[mdlug] What *not* to do with k9copy
Ingles, Raymond
Raymond.Ingles at compuware.com
Tue Nov 28 09:28:53 EST 2006
I've found k9copy to be quite useful in backing up my video DVDs to
blank recordable DVDs. It handles shrinking the video so it fits on a
standard single-layer 4.3GB DVD and so forth. So far the difference in
video quality has been unnoticeable, and you can reduce that even further
by having it dump all the other cruft on the DVD except the movie itself,
freeing up room.
A couple of quirks, though. It doesn't seem to work terribly well if
another user is logged in; I think the desktops fight over who gets to
mount the DVD. And a couple nights ago I was running low on disk space,
and thought, "Hey, I can put it on my Windows/Linux shared partition!"
Bad idea. It's FAT32, of course, so both OS's can write to it. But that
filesystem has a 2GB filesize limit. When I rebooted the system, it went
into a *very* lengthy fsck of that partition. I booted off CD and
commented that partition out of the fstab, then I could boot normally.

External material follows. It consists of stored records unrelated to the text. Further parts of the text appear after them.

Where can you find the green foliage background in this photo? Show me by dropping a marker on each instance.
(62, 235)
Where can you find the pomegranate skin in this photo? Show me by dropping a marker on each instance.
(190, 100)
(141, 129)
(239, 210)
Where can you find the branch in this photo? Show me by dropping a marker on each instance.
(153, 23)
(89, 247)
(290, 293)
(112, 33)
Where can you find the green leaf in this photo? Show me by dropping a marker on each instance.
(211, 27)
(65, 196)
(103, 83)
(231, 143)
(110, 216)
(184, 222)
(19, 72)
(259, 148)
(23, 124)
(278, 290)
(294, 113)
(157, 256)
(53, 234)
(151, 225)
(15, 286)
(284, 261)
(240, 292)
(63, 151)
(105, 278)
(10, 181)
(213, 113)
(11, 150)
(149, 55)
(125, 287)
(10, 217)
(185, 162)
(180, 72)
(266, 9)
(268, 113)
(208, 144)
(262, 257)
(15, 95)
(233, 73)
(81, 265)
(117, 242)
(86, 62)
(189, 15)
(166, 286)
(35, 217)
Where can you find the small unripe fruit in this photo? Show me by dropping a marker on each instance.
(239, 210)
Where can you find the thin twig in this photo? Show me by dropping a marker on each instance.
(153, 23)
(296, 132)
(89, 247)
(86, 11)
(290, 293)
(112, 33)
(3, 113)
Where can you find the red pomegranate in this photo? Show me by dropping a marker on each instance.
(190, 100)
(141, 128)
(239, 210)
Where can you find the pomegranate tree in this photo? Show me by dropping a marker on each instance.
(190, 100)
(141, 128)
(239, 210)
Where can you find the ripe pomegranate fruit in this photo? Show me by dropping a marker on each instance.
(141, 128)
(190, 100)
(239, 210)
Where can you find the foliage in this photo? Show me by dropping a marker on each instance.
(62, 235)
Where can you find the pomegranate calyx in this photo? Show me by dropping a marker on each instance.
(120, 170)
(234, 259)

I ran the fsck overnight - I don't know exactly how long it took, but it
was more than two hours.
Anyway, I'm going to be doing some repartitioning soon...
Sincerely,
Ray Ingles (313) 227-2317
"Sure, it's easy to achieve partial obfuscation through pure stupidity,
but for complete, systematic retardation, you need hard working great
thinkers that put their best effort into it."